There has been considerable controversy about the question of whether physician-assisted suicide would lead to euthanasia.
Before defining the differences between physician-assisted suicide and euthanasia and categorizing different kinds of euthanasia so that the reader will be equipped to analyze the issues that he or she encounters in such discussions, I want to first give the reader some perspective on this whole question that I believe will make these discussions more fruitful.

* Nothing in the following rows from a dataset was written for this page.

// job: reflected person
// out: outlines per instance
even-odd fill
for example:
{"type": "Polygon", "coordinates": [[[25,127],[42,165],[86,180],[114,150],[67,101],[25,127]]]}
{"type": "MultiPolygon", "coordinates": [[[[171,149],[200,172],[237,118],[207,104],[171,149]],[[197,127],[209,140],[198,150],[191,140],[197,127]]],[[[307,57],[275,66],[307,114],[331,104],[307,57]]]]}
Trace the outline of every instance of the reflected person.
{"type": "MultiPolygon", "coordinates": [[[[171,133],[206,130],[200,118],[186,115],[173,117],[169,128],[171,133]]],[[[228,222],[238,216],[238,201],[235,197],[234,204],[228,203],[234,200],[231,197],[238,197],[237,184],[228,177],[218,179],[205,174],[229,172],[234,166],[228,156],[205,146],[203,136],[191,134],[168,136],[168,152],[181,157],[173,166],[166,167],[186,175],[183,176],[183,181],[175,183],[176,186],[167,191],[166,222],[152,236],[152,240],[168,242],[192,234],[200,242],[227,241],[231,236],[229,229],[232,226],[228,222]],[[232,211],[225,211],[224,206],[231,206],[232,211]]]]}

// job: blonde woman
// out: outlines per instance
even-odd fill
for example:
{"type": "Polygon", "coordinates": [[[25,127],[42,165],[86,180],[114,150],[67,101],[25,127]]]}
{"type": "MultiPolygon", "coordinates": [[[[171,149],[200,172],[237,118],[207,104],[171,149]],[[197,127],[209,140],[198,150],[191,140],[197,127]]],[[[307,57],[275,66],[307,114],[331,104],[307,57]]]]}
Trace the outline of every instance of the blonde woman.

Many opponents of physician-assisted suicide are against physician-assisted suicide because they are concerned about euthanasia. When advocates of physician-assisted suicide say “physician-assisted suicide will not lead to euthanasia,” opponents might be mistakenly reassured because they interpret this statement to mean, “there will not be euthanasia.” However, if we examine what is really happening both in the Netherlands and here in the United States, a different meaning to the statement “physician-assisted suicide will not lead to euthanasia” emerges.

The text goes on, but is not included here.